NY Times June 23, 2011
Marriage Is a Mixed Blessing
By KATHERINE M. FRANKE
WILL the New York State Legislature ultimately put itself on the right side of history by allowing same-sex couples to marry? Many of us in the lesbian, gay, bisexual and transgender community, amazed at how quickly public opinion has evolved on this issue, are eager for this historic civil rights victory.
My hope comes with some worry, however.
While many in our community have worked hard to secure the right of same-sex couples to marry, others of us have been working equally hard to develop alternatives to marriage. For us, domestic partnerships and civil unions aren’t a consolation prize made available to lesbian and gay couples because we are barred from legally marrying. Rather, they have offered us an opportunity to order our lives in ways that have given us greater freedom than can be found in the one-size-fits-all rules of marriage.
It’s not that we’re antimarriage; rather, we think marriage ought to be one choice in a menu of options by which relationships can be recognized and gain security. Like New York City’s mayor, Michael R. Bloomberg, who has been in a relationship for over 10 years without marrying, one can be an ardent supporter of marriage rights for same-sex couples while also recognizing that serious, committed relationships can be formed outside of marriage.
Here’s why I’m worried: Winning the right to marry is one thing; being forced to marry is quite another. How’s that? If the rollout of marriage equality in other states, like Massachusetts, is any guide, lesbian and gay people who have obtained health and other benefits for their domestic partners will be required by both public and private employers to marry their partners in order to keep those rights. In other words, “winning” the right to marry may mean “losing” the rights we have now as domestic partners, as we’ll be folded into the all-or-nothing world of marriage
Of course, this means we’ll be treated just as straight people are now. But this moment provides an opportunity to reconsider whether we ought to force people to marry — whether they be gay or straight — to have their committed relationships recognized and valued.
At Columbia University, where I work, the benefits office tells heterosexual employees that they must marry to get their partners on the health plan. A male graduate student I know, informed that he’d have to marry his longtime girlfriend for her to get benefits, was told, “Too bad your girlfriend isn’t a man — it would be so much easier!”
They ended up marrying, though they were politically and personally uninterested in doing so. I, by contrast, only had to fill out a form saying that my partner and I lived in the same household, to add her to my policy. An institution like Columbia (which is secular, I might add) should not be in the marriage-promotion business for either straight or gay employees, particularly when domestic partnerships can do the gate-keeping job just as effectively as marriage does.

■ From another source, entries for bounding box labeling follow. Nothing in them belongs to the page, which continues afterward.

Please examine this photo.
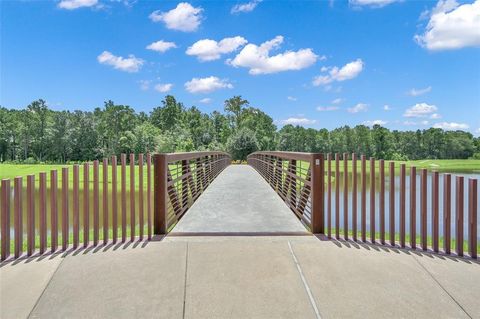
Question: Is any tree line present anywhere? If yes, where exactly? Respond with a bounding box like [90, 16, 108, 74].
[0, 95, 480, 163]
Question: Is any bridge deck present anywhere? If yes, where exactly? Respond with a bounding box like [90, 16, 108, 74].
[171, 165, 308, 235]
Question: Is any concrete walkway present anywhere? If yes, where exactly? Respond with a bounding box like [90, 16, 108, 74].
[0, 236, 480, 319]
[172, 165, 308, 235]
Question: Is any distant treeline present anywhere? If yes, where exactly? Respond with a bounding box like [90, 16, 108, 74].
[0, 95, 480, 163]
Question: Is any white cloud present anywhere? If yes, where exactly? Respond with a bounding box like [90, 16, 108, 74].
[414, 0, 480, 50]
[185, 76, 233, 93]
[407, 86, 432, 96]
[348, 0, 399, 8]
[227, 35, 318, 75]
[198, 97, 212, 104]
[97, 51, 144, 72]
[57, 0, 98, 10]
[332, 98, 344, 104]
[433, 122, 469, 131]
[149, 2, 203, 32]
[138, 80, 151, 91]
[146, 40, 177, 53]
[347, 103, 368, 113]
[230, 0, 262, 14]
[281, 117, 317, 125]
[403, 103, 438, 117]
[317, 106, 339, 112]
[186, 36, 248, 61]
[312, 59, 364, 86]
[363, 120, 388, 126]
[155, 83, 173, 93]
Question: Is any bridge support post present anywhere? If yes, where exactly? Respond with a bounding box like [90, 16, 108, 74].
[310, 153, 325, 234]
[153, 154, 168, 235]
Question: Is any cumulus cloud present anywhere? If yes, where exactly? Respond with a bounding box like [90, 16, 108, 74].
[57, 0, 98, 10]
[185, 76, 233, 93]
[149, 2, 203, 32]
[347, 103, 368, 113]
[348, 0, 400, 8]
[155, 83, 173, 93]
[146, 40, 177, 53]
[97, 51, 144, 72]
[403, 103, 438, 117]
[230, 0, 262, 14]
[198, 97, 212, 104]
[186, 36, 248, 61]
[312, 59, 364, 86]
[227, 35, 318, 75]
[414, 0, 480, 50]
[433, 122, 469, 131]
[317, 106, 339, 112]
[363, 120, 388, 126]
[407, 86, 432, 96]
[281, 117, 317, 125]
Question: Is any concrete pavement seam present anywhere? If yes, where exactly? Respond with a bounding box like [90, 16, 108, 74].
[288, 241, 322, 319]
[182, 242, 188, 319]
[412, 254, 473, 318]
[27, 257, 67, 318]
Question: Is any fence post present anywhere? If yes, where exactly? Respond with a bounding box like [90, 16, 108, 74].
[153, 154, 168, 235]
[310, 154, 325, 234]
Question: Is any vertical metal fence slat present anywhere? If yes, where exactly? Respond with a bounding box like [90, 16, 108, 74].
[111, 155, 118, 244]
[138, 154, 144, 240]
[420, 168, 427, 250]
[102, 158, 109, 245]
[343, 153, 348, 240]
[62, 167, 70, 251]
[38, 172, 47, 254]
[370, 157, 376, 243]
[443, 174, 452, 254]
[335, 153, 340, 239]
[83, 163, 90, 247]
[455, 176, 464, 256]
[432, 172, 439, 253]
[361, 155, 367, 242]
[468, 178, 478, 258]
[120, 154, 127, 243]
[147, 153, 152, 240]
[410, 166, 417, 249]
[72, 164, 80, 249]
[50, 170, 58, 253]
[130, 154, 136, 242]
[388, 162, 395, 246]
[0, 179, 11, 261]
[378, 159, 385, 245]
[93, 160, 100, 246]
[399, 164, 407, 248]
[27, 175, 35, 256]
[352, 153, 357, 241]
[327, 153, 332, 238]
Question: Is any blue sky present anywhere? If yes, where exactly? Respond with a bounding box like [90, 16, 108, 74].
[0, 0, 480, 135]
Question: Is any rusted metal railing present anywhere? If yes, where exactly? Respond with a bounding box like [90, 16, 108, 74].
[247, 152, 325, 233]
[154, 152, 231, 234]
[248, 152, 478, 258]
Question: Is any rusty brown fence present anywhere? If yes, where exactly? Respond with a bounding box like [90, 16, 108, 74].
[248, 152, 479, 258]
[0, 152, 230, 261]
[154, 152, 232, 234]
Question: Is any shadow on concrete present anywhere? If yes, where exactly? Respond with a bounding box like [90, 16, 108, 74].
[0, 235, 165, 268]
[314, 234, 480, 265]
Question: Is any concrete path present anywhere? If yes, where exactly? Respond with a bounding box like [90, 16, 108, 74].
[0, 236, 480, 319]
[172, 165, 308, 235]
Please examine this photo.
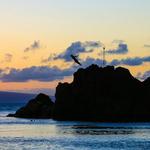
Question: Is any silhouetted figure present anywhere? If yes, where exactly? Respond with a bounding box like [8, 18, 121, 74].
[70, 55, 82, 66]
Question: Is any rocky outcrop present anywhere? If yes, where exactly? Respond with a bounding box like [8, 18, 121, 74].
[9, 65, 150, 122]
[8, 94, 54, 119]
[53, 65, 150, 122]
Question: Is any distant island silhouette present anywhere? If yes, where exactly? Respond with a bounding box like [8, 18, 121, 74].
[8, 64, 150, 122]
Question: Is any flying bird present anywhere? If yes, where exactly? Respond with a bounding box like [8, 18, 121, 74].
[70, 55, 82, 66]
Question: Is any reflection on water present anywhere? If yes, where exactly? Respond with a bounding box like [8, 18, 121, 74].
[0, 117, 150, 150]
[56, 125, 135, 135]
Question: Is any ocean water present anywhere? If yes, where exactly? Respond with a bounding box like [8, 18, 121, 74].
[0, 104, 150, 150]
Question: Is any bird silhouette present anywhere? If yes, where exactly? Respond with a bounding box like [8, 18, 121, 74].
[70, 55, 82, 66]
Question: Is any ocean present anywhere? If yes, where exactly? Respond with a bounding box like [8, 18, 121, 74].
[0, 104, 150, 150]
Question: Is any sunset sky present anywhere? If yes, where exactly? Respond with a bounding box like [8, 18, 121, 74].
[0, 0, 150, 94]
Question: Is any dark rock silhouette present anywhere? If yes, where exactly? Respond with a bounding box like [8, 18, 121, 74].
[53, 65, 150, 122]
[8, 94, 54, 119]
[9, 65, 150, 122]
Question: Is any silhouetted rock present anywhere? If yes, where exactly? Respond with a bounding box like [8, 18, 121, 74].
[53, 65, 150, 122]
[8, 94, 54, 119]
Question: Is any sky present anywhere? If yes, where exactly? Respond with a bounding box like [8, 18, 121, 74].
[0, 0, 150, 94]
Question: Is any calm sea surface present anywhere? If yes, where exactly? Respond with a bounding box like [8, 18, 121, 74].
[0, 104, 150, 150]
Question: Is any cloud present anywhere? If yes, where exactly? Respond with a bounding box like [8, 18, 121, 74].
[22, 56, 29, 60]
[82, 56, 150, 67]
[144, 44, 150, 48]
[4, 53, 13, 62]
[54, 41, 102, 62]
[109, 56, 150, 66]
[112, 40, 125, 44]
[136, 70, 150, 81]
[41, 54, 57, 63]
[0, 66, 74, 82]
[0, 56, 150, 82]
[106, 43, 129, 54]
[24, 41, 41, 52]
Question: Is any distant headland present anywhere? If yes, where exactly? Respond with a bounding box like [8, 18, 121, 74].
[8, 64, 150, 122]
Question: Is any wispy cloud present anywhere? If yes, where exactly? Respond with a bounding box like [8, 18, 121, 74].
[0, 66, 73, 82]
[106, 43, 129, 54]
[54, 41, 102, 62]
[24, 41, 41, 52]
[144, 44, 150, 48]
[4, 53, 13, 62]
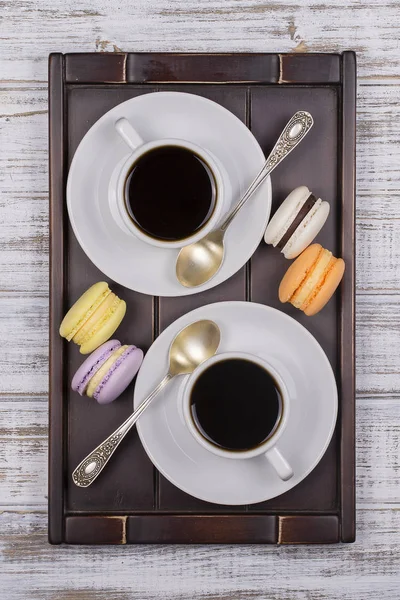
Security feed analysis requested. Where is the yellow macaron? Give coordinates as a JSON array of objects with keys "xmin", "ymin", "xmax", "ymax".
[
  {"xmin": 279, "ymin": 244, "xmax": 345, "ymax": 316},
  {"xmin": 60, "ymin": 281, "xmax": 126, "ymax": 354}
]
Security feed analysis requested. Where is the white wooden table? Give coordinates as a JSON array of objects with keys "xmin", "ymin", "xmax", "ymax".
[{"xmin": 0, "ymin": 0, "xmax": 400, "ymax": 600}]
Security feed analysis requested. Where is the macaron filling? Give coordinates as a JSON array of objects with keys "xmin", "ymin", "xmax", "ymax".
[
  {"xmin": 65, "ymin": 288, "xmax": 111, "ymax": 342},
  {"xmin": 86, "ymin": 346, "xmax": 129, "ymax": 398},
  {"xmin": 73, "ymin": 292, "xmax": 121, "ymax": 346},
  {"xmin": 93, "ymin": 346, "xmax": 136, "ymax": 400},
  {"xmin": 290, "ymin": 248, "xmax": 337, "ymax": 310},
  {"xmin": 75, "ymin": 341, "xmax": 121, "ymax": 396},
  {"xmin": 274, "ymin": 194, "xmax": 322, "ymax": 250}
]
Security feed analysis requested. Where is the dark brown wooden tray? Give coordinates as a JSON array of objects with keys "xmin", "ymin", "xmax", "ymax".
[{"xmin": 49, "ymin": 52, "xmax": 356, "ymax": 544}]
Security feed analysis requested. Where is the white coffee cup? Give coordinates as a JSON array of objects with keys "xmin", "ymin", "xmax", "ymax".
[
  {"xmin": 183, "ymin": 352, "xmax": 293, "ymax": 481},
  {"xmin": 114, "ymin": 117, "xmax": 226, "ymax": 248}
]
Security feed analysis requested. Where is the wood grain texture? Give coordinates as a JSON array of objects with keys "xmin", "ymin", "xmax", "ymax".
[
  {"xmin": 0, "ymin": 0, "xmax": 400, "ymax": 600},
  {"xmin": 0, "ymin": 508, "xmax": 400, "ymax": 600},
  {"xmin": 0, "ymin": 395, "xmax": 400, "ymax": 510},
  {"xmin": 1, "ymin": 0, "xmax": 400, "ymax": 81}
]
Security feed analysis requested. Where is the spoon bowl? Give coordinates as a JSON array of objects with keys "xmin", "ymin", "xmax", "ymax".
[
  {"xmin": 72, "ymin": 319, "xmax": 221, "ymax": 487},
  {"xmin": 176, "ymin": 111, "xmax": 314, "ymax": 287}
]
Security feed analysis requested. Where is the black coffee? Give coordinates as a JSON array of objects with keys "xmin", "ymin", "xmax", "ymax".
[
  {"xmin": 190, "ymin": 358, "xmax": 282, "ymax": 451},
  {"xmin": 125, "ymin": 146, "xmax": 216, "ymax": 241}
]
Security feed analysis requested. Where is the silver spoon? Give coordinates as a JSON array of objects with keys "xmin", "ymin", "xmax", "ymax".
[
  {"xmin": 176, "ymin": 110, "xmax": 314, "ymax": 287},
  {"xmin": 72, "ymin": 320, "xmax": 221, "ymax": 487}
]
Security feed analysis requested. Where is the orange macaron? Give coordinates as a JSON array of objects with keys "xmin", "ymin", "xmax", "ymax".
[{"xmin": 279, "ymin": 244, "xmax": 345, "ymax": 317}]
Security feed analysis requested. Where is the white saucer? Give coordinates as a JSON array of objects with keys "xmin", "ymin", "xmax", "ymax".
[
  {"xmin": 67, "ymin": 92, "xmax": 271, "ymax": 296},
  {"xmin": 134, "ymin": 302, "xmax": 338, "ymax": 505}
]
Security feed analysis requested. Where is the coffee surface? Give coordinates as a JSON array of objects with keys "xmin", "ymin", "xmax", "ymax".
[
  {"xmin": 190, "ymin": 358, "xmax": 282, "ymax": 451},
  {"xmin": 125, "ymin": 146, "xmax": 215, "ymax": 241}
]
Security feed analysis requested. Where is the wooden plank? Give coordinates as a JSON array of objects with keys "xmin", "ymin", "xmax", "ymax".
[
  {"xmin": 0, "ymin": 0, "xmax": 400, "ymax": 81},
  {"xmin": 278, "ymin": 514, "xmax": 340, "ymax": 544},
  {"xmin": 64, "ymin": 516, "xmax": 126, "ymax": 544},
  {"xmin": 338, "ymin": 52, "xmax": 356, "ymax": 542},
  {"xmin": 0, "ymin": 85, "xmax": 400, "ymax": 293},
  {"xmin": 127, "ymin": 515, "xmax": 278, "ymax": 544},
  {"xmin": 127, "ymin": 52, "xmax": 280, "ymax": 85},
  {"xmin": 65, "ymin": 52, "xmax": 127, "ymax": 83},
  {"xmin": 49, "ymin": 54, "xmax": 67, "ymax": 544},
  {"xmin": 279, "ymin": 53, "xmax": 341, "ymax": 84},
  {"xmin": 0, "ymin": 396, "xmax": 400, "ymax": 510},
  {"xmin": 0, "ymin": 505, "xmax": 400, "ymax": 600}
]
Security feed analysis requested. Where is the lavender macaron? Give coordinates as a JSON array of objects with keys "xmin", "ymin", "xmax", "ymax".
[{"xmin": 71, "ymin": 340, "xmax": 143, "ymax": 404}]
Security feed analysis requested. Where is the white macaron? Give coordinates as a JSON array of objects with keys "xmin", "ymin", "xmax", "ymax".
[{"xmin": 264, "ymin": 185, "xmax": 330, "ymax": 258}]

In fact, New York City has a domestic partnership law that allows both same-sex and different-sex couples to register as domestic partners, and many private and public employers treat employees who are in such partnerships as entitled to the same rights as married employees. But they have done this to rectify the injustice created by same-sex couples’ inability to legally marry. Once the marriage ban in New York State is lifted, domestic-partner couples, both gay and straight, will risk losing access to health care and other benefits if their employers treat marriage as the only ticket for entitlement to these benefits, which are increasingly expensive.
Our phone has been ringing off the hook with calls from well-meaning relatives and friends who want to “save the date” for our wedding once it’s legal. It’s been hard to break it to them that we don’t plan on marrying, though we are glad that many of our friends can and will.
What’s difficult to explain is that for some lesbians and gay men, having our relationships sanctioned and regulated by the state is hardly something to celebrate. It was only a few years ago that we were criminals in the eyes of the law simply because of whom we loved. As strangers to marriage for so long, we’ve created loving and committed forms of family, care and attachment that far exceed, and often improve on, the narrow legal definition of marriage. Many of us are not ready to abandon those nonmarital ways of loving once we can legally marry.
Of course, lots of same-sex couples will want to marry as soon as they are allowed to, and we will congratulate them when they do even if we ourselves choose not to. But we shouldn’t be forced to marry to keep the benefits we now have, to earn and keep the respect of our friends and family, and to be seen as good citizens.
Katherine M. Franke is a professor of law and the director of the Center for Gender and Sexuality Law at Columbia Law School.